What it all boils down to is this: short of the miraculous emergence of a truly Catholic "third way" based on the divine wisdom of the Church, as postulated in this issue by Anthony Cooney, overtures from via media politicians seeking "to create a genuine partnership between government and charities", though apparently laudable and generous, must be greeted with great circumspection. Which is not to say that we should develop a siege mentality in the matter of government handouts. It is, after all, our money - and it is not so much being handed out as handed back! Moreover, Catholics citizens everywhere are as entitled as anyone else to put their fair share of available tax funds to good use for the benefit of their fellow countrymen as their faith dictates. But while the potential for using that money to good effect for the glory of God and His souls is great, the following articles remind one and all of the real perils involved, especially at a time when rampant post-conciliar Modernism, having blurred all lines of doctrinal and moral demarcation, has left Catholics easy prey to the perennial temptation of viewing their apostolic activities through a materialistic lens. The faithful must ensure that they are not co-opted and corralled into doing the government's bidding on secular terms; not seduced by monetary incentives and Marxist facilitators into separating social justice from the Ten Commandments and the salvation of souls. On this responsibility of all Christian faiths to clearly set out the uncompromising moral and spiritual terms on which they will participate in church-based welfare, former Republican presidential candidate Alan Keyes recently summed it up this way:
If believers fail to insist on this respect for the integrity of their mission, then what ought to be a great opportunity for hope and renewal will instead become an opportunity for the corruption of the church and the addiction of faith-based institutions to a materialistic government structure that poisons the churches even as, in the past, it poisoned the vital institutions of social life like the family…

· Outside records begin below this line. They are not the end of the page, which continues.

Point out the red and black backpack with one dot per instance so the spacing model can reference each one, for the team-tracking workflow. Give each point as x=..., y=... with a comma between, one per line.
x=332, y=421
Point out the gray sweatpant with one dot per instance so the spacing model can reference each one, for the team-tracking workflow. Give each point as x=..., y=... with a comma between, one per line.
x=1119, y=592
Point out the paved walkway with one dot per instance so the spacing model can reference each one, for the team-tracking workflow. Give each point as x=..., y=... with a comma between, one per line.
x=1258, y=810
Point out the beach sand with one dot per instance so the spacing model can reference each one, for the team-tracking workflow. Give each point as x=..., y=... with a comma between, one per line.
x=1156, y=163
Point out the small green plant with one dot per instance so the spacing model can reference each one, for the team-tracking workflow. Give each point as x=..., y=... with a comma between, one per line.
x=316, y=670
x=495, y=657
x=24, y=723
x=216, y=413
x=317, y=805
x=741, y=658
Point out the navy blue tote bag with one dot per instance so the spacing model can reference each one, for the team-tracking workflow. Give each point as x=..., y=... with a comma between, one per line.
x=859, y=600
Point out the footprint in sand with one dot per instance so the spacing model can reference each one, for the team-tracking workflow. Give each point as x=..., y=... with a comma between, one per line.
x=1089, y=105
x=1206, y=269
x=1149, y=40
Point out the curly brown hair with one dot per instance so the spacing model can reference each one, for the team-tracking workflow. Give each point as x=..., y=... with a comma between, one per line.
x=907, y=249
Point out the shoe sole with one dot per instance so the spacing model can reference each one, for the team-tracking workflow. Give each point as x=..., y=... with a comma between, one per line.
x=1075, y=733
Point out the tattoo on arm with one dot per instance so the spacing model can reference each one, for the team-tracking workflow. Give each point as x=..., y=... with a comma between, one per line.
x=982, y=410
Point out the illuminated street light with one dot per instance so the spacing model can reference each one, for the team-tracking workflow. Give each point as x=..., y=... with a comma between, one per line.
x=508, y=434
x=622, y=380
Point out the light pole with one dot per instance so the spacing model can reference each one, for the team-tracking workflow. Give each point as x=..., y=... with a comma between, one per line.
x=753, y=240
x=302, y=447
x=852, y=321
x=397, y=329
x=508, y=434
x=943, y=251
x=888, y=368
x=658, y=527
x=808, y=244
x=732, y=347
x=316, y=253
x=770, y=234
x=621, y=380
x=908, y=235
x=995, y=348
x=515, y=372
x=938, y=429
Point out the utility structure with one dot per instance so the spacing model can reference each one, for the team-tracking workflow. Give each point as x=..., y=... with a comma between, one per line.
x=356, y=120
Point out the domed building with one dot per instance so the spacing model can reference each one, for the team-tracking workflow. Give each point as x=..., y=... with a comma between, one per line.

In such moments we need to understand that the first rule of faith is to do nothing without prayer. We should all pray that the heroic thousands of men and women whose faith has moved them to spend themselves in helping initiatives will have the wisdom and discernment to move forward in a way that reaches for the rose, but avoids the thorn. We should pray that they may truly offer help on terms that overflow with the richness of God's love and grace, lest they become part of that vast movement in this world today that seeks to deny Him, and His existence, and His will.